Julia: Return basic statistical functionality to Base

Created on 1 Jun 2018  ·  36Comments  ·  Source: JuliaLang/julia

It seems incredibly unfortunate to me, and indeed almost actively user-hostile, to remove basic functionality such as std from Base. @sbromberger summarized it well in Slack: "if the function is generally understood by a layperson, it should not be removed." You don't have to be a statistics expert to understand what a standard deviation is. The collection of basic statistics functionality in Base in previous versions of Julia was fairly lean and I think struck the perfect balance of "here are the basics, now load a package if you want to get more advanced." Indeed, in the release-0.6 branch, base/statistics.jl is a couple hundred lines of code, including whitespace and extensive documentation. Who was it hurting to have in Base?

maths

Most helpful comment

+1 for "moving these functions into a new stdlib/Statistics module which would ship with Julia" now.

All 36 comments

I note that mean and median are still in Base. What are the current criteria for moving things out?

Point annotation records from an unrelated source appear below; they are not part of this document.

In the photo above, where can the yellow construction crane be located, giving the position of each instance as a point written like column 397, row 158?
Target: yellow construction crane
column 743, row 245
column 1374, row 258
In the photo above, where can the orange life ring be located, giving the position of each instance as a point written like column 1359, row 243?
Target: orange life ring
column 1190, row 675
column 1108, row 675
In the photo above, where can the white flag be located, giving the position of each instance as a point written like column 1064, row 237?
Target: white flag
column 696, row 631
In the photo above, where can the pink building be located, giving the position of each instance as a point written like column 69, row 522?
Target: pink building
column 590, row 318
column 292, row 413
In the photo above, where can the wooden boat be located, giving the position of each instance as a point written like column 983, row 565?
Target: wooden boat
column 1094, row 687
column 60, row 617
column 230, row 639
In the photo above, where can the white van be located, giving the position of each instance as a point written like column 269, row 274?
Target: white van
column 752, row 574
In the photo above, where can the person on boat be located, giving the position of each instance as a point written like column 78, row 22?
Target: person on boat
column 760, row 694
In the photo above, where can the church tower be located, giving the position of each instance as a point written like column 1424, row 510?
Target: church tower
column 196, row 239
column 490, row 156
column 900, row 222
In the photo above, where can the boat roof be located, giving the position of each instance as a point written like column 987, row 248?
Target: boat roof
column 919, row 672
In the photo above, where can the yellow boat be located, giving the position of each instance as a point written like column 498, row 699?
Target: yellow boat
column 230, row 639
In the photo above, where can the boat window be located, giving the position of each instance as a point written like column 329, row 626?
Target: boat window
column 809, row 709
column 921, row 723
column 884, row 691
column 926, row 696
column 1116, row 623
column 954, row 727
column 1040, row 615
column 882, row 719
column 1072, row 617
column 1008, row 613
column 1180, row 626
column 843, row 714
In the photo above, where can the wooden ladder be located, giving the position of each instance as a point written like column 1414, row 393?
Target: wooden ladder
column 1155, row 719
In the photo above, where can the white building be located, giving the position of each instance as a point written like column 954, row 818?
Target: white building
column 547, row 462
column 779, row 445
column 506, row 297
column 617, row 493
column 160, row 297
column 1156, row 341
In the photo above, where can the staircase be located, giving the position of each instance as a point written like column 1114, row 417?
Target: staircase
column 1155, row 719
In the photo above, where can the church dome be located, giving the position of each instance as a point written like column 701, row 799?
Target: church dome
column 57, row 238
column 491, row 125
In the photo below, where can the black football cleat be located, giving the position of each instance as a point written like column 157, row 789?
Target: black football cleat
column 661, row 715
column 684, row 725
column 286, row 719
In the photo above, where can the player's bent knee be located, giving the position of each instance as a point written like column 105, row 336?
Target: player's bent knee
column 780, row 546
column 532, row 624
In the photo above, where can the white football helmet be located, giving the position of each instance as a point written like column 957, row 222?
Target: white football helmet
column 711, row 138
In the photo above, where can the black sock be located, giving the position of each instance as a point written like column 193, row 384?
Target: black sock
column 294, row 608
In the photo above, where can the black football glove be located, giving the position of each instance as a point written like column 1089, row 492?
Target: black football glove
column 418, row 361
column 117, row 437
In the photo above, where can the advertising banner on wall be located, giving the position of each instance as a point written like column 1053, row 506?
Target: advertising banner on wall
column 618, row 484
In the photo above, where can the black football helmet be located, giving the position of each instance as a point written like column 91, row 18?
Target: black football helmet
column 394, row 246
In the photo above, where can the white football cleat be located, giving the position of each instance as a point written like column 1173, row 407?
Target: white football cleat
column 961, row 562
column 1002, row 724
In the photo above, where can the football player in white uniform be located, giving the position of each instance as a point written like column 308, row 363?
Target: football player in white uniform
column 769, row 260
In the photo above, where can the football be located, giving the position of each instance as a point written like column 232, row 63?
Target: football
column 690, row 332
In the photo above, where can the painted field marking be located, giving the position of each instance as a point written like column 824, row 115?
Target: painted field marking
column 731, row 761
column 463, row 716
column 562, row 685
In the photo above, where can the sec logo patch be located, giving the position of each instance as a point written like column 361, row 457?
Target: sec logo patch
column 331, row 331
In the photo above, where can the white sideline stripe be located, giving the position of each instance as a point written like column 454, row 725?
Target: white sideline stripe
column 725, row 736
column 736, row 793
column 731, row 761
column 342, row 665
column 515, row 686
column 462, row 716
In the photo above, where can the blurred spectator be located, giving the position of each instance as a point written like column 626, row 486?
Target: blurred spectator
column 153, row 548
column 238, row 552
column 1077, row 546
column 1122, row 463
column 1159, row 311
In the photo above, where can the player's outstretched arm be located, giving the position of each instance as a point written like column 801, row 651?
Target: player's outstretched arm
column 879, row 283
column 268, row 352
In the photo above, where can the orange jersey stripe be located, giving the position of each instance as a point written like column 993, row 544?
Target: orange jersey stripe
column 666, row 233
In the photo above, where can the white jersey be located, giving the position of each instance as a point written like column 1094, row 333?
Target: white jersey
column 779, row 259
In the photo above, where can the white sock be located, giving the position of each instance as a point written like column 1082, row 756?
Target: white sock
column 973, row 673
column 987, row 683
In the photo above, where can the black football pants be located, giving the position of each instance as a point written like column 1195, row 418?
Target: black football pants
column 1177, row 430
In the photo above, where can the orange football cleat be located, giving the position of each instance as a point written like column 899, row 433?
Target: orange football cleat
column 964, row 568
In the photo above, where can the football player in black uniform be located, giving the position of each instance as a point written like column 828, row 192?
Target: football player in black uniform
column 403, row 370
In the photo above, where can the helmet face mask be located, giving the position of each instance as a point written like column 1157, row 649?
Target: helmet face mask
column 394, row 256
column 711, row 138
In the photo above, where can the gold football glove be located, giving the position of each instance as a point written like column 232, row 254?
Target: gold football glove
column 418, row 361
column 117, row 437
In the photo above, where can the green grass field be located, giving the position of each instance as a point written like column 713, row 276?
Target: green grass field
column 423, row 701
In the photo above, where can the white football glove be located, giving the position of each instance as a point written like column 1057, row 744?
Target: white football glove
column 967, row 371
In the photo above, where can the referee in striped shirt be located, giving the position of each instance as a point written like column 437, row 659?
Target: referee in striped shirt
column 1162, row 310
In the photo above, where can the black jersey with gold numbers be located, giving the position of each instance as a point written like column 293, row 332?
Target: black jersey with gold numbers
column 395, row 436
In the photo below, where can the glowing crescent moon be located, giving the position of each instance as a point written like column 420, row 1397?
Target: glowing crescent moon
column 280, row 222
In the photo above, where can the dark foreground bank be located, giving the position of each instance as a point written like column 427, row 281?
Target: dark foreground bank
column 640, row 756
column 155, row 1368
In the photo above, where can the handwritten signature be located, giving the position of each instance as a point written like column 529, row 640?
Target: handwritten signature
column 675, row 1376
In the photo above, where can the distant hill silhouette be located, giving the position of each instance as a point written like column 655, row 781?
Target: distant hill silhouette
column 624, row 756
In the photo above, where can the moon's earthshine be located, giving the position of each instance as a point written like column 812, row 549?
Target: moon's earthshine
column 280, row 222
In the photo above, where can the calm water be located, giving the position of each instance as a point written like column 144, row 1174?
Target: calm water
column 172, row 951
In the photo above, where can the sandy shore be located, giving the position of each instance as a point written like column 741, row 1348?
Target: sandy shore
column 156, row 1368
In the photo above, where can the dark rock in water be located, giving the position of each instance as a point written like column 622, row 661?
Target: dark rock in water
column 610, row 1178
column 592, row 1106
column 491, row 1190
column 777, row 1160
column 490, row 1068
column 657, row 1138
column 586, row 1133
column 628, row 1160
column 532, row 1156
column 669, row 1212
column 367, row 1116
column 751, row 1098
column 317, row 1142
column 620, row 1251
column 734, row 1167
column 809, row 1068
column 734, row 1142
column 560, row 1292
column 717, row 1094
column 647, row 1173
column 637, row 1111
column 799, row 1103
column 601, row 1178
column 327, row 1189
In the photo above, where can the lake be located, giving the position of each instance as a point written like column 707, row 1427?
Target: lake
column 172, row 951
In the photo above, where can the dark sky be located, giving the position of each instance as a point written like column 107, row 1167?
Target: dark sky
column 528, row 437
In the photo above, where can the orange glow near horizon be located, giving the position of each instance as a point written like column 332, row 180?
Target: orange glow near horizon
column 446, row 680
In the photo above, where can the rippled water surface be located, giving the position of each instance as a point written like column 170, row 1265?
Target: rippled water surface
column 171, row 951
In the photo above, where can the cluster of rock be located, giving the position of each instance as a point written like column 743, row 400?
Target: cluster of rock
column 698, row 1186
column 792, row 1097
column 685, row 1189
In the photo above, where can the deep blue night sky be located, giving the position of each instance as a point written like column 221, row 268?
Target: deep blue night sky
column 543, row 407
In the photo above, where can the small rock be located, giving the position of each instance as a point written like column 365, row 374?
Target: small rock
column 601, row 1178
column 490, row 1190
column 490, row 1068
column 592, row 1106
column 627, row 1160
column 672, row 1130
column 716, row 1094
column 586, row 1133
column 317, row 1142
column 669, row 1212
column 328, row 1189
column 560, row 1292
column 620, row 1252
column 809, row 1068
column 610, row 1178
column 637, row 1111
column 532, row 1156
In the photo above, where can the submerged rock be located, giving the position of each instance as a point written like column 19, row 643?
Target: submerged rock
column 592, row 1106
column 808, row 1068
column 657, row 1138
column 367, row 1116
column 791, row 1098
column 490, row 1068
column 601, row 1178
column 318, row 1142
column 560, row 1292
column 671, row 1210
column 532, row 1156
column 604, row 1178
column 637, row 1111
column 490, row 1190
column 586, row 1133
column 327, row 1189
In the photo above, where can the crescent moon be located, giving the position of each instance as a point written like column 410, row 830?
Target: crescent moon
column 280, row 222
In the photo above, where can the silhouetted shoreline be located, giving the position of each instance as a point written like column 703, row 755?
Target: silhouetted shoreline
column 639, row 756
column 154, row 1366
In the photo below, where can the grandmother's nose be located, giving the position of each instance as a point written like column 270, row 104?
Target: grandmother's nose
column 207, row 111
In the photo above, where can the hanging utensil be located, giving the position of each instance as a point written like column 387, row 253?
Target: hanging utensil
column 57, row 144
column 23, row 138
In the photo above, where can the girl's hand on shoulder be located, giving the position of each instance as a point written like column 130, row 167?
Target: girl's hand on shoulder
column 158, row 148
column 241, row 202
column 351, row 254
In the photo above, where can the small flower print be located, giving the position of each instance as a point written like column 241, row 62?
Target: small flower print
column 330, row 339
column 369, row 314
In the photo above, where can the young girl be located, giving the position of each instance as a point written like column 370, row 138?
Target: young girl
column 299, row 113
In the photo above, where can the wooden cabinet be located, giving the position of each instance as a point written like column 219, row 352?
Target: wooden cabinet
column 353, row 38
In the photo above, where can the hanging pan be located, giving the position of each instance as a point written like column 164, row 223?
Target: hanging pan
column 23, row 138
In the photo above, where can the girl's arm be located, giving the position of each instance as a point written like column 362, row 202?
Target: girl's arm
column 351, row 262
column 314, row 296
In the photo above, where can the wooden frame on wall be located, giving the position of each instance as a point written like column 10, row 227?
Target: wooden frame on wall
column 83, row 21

The collection of basic statistics functionality in Base in previous versions of Julia was fairly lean and I think struck the perfect balance of "here are the basics, now load a package if you want to get more advanced."

This, 100%. I will fight the "npm-ification" of Julia as long as I'm a participating member of the community. Having things ready to go out of the box was a huge selling point for me.

Moving large chunks of "basic" functionality out of Base to other packages (_especially_ third-party packages; I'm willing to consider stdlib packages like Random and Iterators special cases, though I haven't really made up my mind as to whether this is a good thing yet) also makes the library ecosystem that much more fragile – while Pkg.add("StatsBase") isn't so much of a problem for an end user, it introduces a dependence fragility on any libraries that need a function like std now, which then propagates to other libraries / end users.

FWIW I agree.

Is there an official decision of where precisely the line is drawn between Base, stdlib and third-party packages?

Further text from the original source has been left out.